How many ways can we select two unique lines?
example) AB-AC form a set of 2 lines. AB-AD, AB-AE, AB-BC, AB-BD, etc.
I tried brute force counting, and I got 40. However, I was expecting that answer to match a calculated answer of: $$L={{5}\choose{2}} $$ where $L$ is the number of possible lines. $$N=.{{L}\choose{2}}$$ where $N$ is the possible ways we can select a pair of lines that can be defined by the 5 points.

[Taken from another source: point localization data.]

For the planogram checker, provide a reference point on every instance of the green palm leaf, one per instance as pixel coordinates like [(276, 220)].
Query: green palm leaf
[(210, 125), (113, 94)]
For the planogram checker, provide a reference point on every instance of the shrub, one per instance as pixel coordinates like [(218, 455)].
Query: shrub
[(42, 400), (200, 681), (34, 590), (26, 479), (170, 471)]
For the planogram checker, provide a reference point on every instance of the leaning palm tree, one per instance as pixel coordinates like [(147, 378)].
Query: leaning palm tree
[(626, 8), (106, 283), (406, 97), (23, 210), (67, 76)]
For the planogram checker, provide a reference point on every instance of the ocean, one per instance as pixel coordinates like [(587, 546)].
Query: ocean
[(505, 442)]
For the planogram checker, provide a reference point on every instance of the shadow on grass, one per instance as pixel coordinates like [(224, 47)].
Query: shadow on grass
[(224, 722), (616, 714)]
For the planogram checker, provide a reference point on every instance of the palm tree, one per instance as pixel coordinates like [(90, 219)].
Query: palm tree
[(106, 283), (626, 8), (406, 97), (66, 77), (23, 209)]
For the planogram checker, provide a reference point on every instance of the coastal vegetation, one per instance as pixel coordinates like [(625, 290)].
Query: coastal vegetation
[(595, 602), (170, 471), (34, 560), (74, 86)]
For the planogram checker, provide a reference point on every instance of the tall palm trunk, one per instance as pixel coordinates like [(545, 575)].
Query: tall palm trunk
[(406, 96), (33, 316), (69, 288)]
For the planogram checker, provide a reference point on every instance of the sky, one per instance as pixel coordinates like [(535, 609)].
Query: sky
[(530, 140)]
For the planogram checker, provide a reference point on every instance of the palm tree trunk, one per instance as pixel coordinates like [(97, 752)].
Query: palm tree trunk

But, a quick evaluation gives 45 instead of 40. Possible that I messed up somewhere along the brute force method, but I want to verify that the equations above are correct for solving this problem so that I can generalize this to a larger set of points.
Thanks!
EDIT: No 3 points are co-linear
EDIT: Here are the 40 combos that I found. I have not found my error yet, but would like to so i can fix my for loop
1:2 - 1:3
1:2 - 1:4
1:2 - 1:5
1:2 - 2:3
1:2 - 2:4
1:2 - 2:5
1:2 - 3:4
1:2 - 3:5
1:2 - 4:5
1:3 - 1:4
1:3 - 1:5
1:3 - 2:3
1:3 - 2:4
1:3 - 2:5
1:3 - 3:4
1:3 - 3:5
1:3 - 4:5
1:4 - 1:5
1:4 - 2:4
1:4 - 2:5
1:4 - 3:4
1:4 - 3:5
1:4 - 4:5
1:5 - 2:5
1:5 - 3:5
1:5 - 4:5
2:3 - 2:4
2:3 - 2:5
2:3 - 3:4
2:3 - 3:5
2:3 - 4:5
2:4 - 2:5
2:4 - 3:4
2:4 - 3:5
2:4 - 4:5
2:5 - 3:5
2:5 - 4:5
3:4 - 3:5
3:4 - 4:5
3:5 - 4:5
Yes, your calculation is correct: There are
$${5\choose 2} = 10$$ lines, and so there are
$${10\choose 2} = 45$$ pairs of lines.
So you must have missed some when doing this by brute force.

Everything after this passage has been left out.